With seven balls to be bowled on the sunlit, if chilly, third evening of this game, Derbyshire's Ben Slater and Chesney Hughes had every reason to be happy with their work. True, their side had conceded a first-innings lead of 181 and skipper Billy Godleman had been caught at second slip by Steven Croft off Tom Bailey for only 7.
But that wicket had fallen at 3.20pm and it was now five to six. For over two hours, 39 overs in fact, the two left-handers had resisted Lancashire's bowlers and had played the spinners, Simon Kerrigan and Arron Lilley, particularly well on a pitch offering increasing turn, spiced with lively bounce.
Slater had completed his fifth half-century in eight Championship innings and Hughes had played with increasing assurance. Neither batsman had been slow to attack the spinners. The score was 119 for 1. Seven nuts to go then….
Lilley bowled to Slater, it was a good ball which bounced and turned but no more so than others had. The opener, however, did not quite cover the full deviation and the ball looped up to Croft, who was crouched close in on the leg side. At last, after two dozen appeals and one or two stares of outraged disappointment at umpires Nick Cook and Rob Bailey, the home side had the breakthrough. The crowd, many of whom had sat in insulated contentment throughout the day, could go home happy.
But wait. Now Kerrigan bowls to Hughes on 41 and the ball is gloved to that man Croft again. Lancashire's fielders engulf their captain as if he has won something. Hughes bends over his bat in the despairing, desolate manner of Rory McIlroy at that Masters. He does so for a long moment and then walks very slowly away from the wicket. Hashim Amla joins nightwatchman Tom Taylor and the pair see things through to the close. Little things, eh…

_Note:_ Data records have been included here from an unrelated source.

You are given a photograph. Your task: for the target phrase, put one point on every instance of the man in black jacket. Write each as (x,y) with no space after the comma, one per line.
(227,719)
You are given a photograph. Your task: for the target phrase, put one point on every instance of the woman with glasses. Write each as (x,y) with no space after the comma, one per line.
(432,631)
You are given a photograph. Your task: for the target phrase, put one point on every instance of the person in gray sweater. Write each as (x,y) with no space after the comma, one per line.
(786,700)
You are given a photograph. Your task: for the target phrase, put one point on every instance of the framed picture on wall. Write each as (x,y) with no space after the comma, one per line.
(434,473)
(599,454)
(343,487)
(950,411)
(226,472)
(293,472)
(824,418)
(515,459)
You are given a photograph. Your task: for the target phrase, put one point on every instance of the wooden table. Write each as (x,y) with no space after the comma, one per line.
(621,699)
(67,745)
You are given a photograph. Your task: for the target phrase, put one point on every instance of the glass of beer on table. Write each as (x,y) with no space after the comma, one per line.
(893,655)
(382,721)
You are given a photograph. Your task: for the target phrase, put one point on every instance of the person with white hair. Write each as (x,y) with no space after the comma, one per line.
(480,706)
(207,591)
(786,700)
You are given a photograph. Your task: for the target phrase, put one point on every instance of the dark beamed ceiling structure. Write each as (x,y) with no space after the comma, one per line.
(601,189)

Lancashire were now favourites to win this game but Amla was still there and this was his last four-day match for Derbyshire. Southport, for all its affluence and all its gentle conservatism, has a tradition of serving up maverick matches and surprising last days. Derbyshire coach Graeme Welch has already talked about the possibility of chiselling out "a cheeky little lead" and then seeing how Lancashire coped on the Trafalgar Road pitch. He was not whistling in the dark. Well, not quite, anyway. This has been a fine game of cricket and it deserves a special climax.

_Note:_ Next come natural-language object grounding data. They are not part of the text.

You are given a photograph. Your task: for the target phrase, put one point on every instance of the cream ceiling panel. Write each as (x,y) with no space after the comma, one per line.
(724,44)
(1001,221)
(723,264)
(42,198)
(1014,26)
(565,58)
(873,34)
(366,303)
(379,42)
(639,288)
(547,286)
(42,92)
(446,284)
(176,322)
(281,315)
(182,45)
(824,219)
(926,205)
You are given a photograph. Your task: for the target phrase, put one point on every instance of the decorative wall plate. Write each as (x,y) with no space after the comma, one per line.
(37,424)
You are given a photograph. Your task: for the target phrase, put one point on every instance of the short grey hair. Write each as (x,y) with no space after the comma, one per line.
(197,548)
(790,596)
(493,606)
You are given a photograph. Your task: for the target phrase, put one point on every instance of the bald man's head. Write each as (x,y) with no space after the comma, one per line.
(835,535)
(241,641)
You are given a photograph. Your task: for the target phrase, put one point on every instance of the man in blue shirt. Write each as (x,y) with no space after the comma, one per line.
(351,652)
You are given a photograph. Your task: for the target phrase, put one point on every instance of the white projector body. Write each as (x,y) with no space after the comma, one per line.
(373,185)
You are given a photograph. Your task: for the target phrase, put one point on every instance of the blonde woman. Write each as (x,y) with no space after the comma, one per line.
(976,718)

Seven balls to go, though. Would you Adam and Eve it?
For all that they are behind in this game Derbyshire do not deserve to be obliterated by an innings or anything like it. In the first half of this day, they coped with a run-hungry Ashwell Prince, who is, his team-mates say, in his last season for Lancashire. Nicely placed on 156 overnight, Prince proved that he had not fed sufficiently on Godleman's attack by playing a pair of majestic cover drives off successive balls from Tom Taylor.
By then, though, he had lost Alex Davies, whose savage cut off the same bowler only edged the ball to Amla at slip. He palmed it to his neighbour Hughes. Then Jordan Clark made a brisk 39 before being leg before to Wainwright when trying to hoick across the line. Lancashire lunched on 479 for 6 and their lead was 109. This was clearly not enough for a side well aware of the perils of batting fourth here.
So they batted on, deep into the afternoon, the rifle-shots from Prince and Lilley's bats puncturing the hum of talk and the clink of glasses from the corporate hospitality marquees. Prince was already only the fourth man to score a double-hundred in a County Championship match at Trafalgar Road. Other records were within his grasp when, on 230, he pulled a ball from Matthew Critchley to Scott Elstone at straight midwicket.
The last three wickets fell in 20 balls, two of them to Critchley who finished with 3 for 50. They were his maiden successes in first-class cricket. By the time Lancashire were all out their total of 551 was a record for this ground, beating the 523 Warwickshire made in another great game in 1982. Lilley's 63 was a career-best effort.
For his part, though, Critchley may be happy to tell his friends and family how he dismissed Prince, a Test batsman 20 years his senior. Then he may talk about how well Slater and Hughes batted. It may be a while, though, before he discusses those final seven balls.